In these pages, for about 18 months or so, I have explored many tape technologies. These covered the gamut from the ridiculous (QIC) to the sublime (the still unavailable Ultrium and SDLT and currently available Mammoth-2). Clearly, each drive was (or will be) most suitable for a subgroup of users or applications.

For example, a Travan5 drive with 10GB native and 20GB compressed capacity may be fine for backing up a desktop workstation with only a few gigabytes of important data, while a DLT 8000, AIT2, or Mammoth 2 drive would be a better fit in an enterprise that required lots of data backed up and didn't have a lot of time to wait. A DDS3 or 4 changer might be a good choice for backing up a small network--with one drive and up to seven tape cartridges such as DDS4 devices could, conceivably, back up as much as 140GB of uncompressed data and some unknown amount of compressed data.

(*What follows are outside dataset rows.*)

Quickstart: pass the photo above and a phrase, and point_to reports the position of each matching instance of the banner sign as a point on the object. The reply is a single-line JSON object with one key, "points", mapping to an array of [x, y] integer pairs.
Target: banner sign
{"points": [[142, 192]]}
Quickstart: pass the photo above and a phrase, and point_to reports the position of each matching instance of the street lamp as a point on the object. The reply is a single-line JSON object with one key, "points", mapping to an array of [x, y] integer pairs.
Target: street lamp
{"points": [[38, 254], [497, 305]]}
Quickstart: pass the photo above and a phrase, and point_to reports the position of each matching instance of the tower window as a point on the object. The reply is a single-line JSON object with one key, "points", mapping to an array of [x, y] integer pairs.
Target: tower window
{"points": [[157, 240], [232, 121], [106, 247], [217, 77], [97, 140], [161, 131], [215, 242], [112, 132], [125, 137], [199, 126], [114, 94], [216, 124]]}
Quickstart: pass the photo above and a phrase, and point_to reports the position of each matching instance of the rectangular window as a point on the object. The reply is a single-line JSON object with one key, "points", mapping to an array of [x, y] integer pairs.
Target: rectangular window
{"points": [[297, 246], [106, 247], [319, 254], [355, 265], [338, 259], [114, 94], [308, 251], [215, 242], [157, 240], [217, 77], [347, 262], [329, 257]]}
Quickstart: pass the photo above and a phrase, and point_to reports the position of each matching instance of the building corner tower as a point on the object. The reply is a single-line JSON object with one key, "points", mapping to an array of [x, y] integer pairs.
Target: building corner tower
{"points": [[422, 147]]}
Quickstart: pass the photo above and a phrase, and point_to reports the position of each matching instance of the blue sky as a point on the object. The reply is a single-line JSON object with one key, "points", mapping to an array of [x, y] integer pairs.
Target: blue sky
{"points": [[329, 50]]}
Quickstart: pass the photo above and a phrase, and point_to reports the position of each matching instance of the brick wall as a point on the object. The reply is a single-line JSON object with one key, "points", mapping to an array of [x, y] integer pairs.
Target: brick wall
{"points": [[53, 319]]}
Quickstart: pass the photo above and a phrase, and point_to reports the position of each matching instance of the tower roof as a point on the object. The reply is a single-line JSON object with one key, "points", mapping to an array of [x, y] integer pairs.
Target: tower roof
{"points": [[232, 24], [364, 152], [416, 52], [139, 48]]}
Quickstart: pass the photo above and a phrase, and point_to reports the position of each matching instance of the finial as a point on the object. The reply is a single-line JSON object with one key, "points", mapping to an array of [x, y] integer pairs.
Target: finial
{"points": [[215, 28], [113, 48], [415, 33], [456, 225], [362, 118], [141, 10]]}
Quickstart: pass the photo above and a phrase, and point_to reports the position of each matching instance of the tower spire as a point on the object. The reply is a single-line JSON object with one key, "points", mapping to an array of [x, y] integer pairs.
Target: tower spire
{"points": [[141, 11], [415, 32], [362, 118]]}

The phrase "speeds and feeds" is applied to a lot of products--including tape. Megabytes per minute remains a good yardstick for comparing tape drive performance, even if it's expressed in compressed and native format numbers. Native and compressed capacities are another good yardstick for determining the suitability of one technology when compared to another.

I am still, personally, unconvinced about claimed compression ratios. There are only a few compression algorithms currently in use. Further testing may be able to determine whether an algorithm that claims an average 2:1 compression actually stores less data or writes more slowly than does a drive with a claimed 2.3:1 average ratio. Perhaps the readers who have tried both can tell me their experiences on this issue.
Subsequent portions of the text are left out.